Market: Those people, agencies or other organisations that could reasonably benefit from the products, programmes or services.

 

Milestone: A critical point that customers must reach to ensure that a project is on course to achieving its performance target. 

 

Outcome: In some cases it is used to describe projected positive changes in condition, behaviour, attitude or status of an individual or group served by a project or service. It can also describe what has been already been accomplished. In organisational terms outcomes can reflect the core purpose or mission or its vision for success. Outcomes are the bottom-line results for a programme, service or organisation.

 

Outcome statement: The result which the investor seeks (generally an end state) to which all performance targets must contribute. For example: a school with no drug‑dependency, or to prevent the spread of HIV. Outcomes are both visions and specific states or conditions that can be understood to be caused or at least influenced by the achievement of performance targets.

 

Outcome Funding: The methodology developed by The Rensselaerville Institute to enable investors and those in whom they invest to define and achieve results.

  

Output: The end-point, good or service that is produced by a given process or activity.

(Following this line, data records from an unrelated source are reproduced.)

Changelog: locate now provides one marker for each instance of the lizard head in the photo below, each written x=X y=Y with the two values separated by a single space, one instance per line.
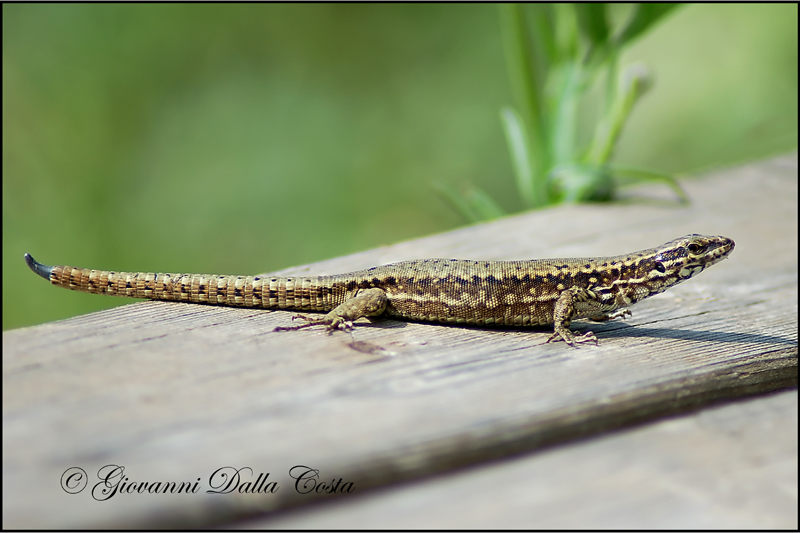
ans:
x=687 y=256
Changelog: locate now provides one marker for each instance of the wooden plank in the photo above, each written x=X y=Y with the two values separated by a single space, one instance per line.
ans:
x=173 y=392
x=731 y=467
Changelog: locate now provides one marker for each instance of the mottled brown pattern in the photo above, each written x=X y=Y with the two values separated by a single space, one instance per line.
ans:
x=451 y=291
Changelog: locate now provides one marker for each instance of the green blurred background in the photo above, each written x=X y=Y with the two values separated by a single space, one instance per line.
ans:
x=247 y=138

Outputs are generally not individually client specific, but are described in overall volume terms. While outputs have clear outcome implications, they are not the same as outcomes. Outputs answer the question what tangible evidence is there that your service was delivered?

  

Performance Target:   A projected level of outcomes established at the start of a programme or service. The specific result a provider commits to achieve.  It is tangible in the sense that it can be verified, and narrow enough to be directly achieved by the implementer. It almost always represents a change in behaviour for the customer of a programme. An example 25 of the 50 families receiving counselling will reduce anxiety symptoms to a defined level and maintain the improvement for 6 months

 

Product: A programme or service with specific core features that is offered to a customer.  In Target Planning, a product is described in terms of benefit or value to a customer.

 

Product Step: Those actions taken by the provider organisation to meet milestones and, in turn, a performance target.  Taken together, the product steps (including the strategy to deliver them) comprise the product.  In some cases, they may be positioned within a chain, as in: send out information...respond to those interested ...do training, etc.

 

Result:  The identifiable change in a customer as a consequence of the product. A performance target is the specific result sought. In a broader framework, an outcome ‘results' from the achievement of performance targets.

 

Target Plan: A plan prepared by an individual or organisation seeking investment. The plan focuses on what is being bought (the Performance Target) and the likelihood that it will be delivered (the product and the people who deliver it).

 

Verification: Establishing that the things claimed in the Target Plan do in fact occur. In Outcome Funding verification replaces measurements.  It is kept as simple as possible and is used to answer the question ‘Did it happen, yes or no?' rather than to measure small differences. Verification is typically applied to the accomplishment of milestone and performance targets.